Nanomaterials, Nanostructures, and Nanofabrication

A (simulated) view down the middle of a boron nitride nanotube A (simulated) view down the middle of a boron nitride nanotube. (Photo Credit: Vin Crespi, Penn State Physics)

The ability to control or manipulate matter on the atomic scale is a key defining trait of nanofabrication and the nanotechnologies it enables. Materials frequently take on new properties at the nanoscale as opposed to their bulk form, sometimes with altered color, electrical conductivity, chemical reactivity, or flexibility. Nanomaterials such as carbon nanofibers are valued for their strength (about 100 times greater than steel at a fraction of the weight) and have been incorporated into many manufactured products. Nanoelectronic and nanophotonic devices and systems are dependent on the availability of new nanomaterials and advanced nanofabrication methods. A separate section (See Biomedical Materials and Devices) focuses on the multiple uses and potential uses of nanomaterials in the life sciences.

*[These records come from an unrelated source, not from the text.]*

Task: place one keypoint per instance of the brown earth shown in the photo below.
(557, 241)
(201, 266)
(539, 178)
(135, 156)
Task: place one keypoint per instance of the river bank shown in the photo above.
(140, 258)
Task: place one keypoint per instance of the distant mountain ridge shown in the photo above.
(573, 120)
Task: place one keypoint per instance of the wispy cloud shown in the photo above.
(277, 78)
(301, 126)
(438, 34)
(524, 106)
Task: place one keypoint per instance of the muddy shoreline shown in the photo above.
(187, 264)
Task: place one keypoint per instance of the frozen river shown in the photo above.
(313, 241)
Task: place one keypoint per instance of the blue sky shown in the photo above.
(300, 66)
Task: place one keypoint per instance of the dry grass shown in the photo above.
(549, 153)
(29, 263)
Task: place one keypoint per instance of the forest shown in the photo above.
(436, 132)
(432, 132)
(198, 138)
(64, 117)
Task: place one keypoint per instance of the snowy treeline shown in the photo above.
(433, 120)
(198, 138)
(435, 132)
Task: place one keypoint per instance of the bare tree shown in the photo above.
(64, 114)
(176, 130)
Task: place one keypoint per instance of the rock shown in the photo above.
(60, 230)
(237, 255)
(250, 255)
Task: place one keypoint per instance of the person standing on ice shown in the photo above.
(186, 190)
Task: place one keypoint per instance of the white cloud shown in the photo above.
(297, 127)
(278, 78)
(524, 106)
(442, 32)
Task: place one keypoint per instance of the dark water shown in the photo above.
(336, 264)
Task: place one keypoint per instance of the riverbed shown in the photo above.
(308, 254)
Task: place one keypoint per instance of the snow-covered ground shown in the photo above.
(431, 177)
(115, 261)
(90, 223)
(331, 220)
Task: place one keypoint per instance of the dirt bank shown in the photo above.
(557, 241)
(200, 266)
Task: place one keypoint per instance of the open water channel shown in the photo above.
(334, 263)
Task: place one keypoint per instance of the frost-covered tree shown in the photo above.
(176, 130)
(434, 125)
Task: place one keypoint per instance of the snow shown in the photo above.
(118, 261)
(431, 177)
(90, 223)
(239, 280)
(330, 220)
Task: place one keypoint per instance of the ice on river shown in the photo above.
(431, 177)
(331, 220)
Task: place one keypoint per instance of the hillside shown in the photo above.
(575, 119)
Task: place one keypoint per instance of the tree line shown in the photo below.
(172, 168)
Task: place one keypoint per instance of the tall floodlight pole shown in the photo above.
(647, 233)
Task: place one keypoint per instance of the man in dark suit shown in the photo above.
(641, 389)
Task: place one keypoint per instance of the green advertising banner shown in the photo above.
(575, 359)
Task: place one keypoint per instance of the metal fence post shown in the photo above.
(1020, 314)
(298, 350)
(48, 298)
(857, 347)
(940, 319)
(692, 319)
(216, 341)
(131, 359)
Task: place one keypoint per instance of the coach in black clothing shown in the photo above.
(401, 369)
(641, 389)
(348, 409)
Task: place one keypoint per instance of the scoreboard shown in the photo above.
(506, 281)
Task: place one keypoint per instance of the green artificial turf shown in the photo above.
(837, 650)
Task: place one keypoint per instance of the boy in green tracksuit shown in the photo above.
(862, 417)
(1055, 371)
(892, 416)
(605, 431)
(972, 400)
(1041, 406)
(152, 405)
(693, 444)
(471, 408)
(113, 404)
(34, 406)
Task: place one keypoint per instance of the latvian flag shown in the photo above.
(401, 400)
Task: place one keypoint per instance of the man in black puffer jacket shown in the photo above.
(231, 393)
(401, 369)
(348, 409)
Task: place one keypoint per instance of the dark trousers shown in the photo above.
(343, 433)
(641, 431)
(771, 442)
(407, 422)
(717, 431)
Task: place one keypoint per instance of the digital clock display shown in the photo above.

Nanostructured materials and devices are created in two ways, called top-down and bottom-up. In top-down, nanostructures are created by carving away bulk materials, using techniques such as lithography or ion-beam milling. Bottom-up techniques use chemical methods, such as self-assembly, colloid chemistry, printing, and electrochemical deposition.

At Penn State, nearly one hundred research groups are engaged in high-impact science and engineering at the nanoscale. Penn State is one of only 14 university members of the National Nanotechnology Infrastructure Network (NNIN), the federally mandated program that supports research and nanotechnology infrastructure across the nation. The Center for Nanoscale Science is a NSF sponsored Materials Research Science and Engineering Center (MRSEC) carrying out collaborative interdisciplinary research in nanoscale materials. Penn State is also a leader in nanotechnology education through the Center for Nanotechnology Education and Utilization.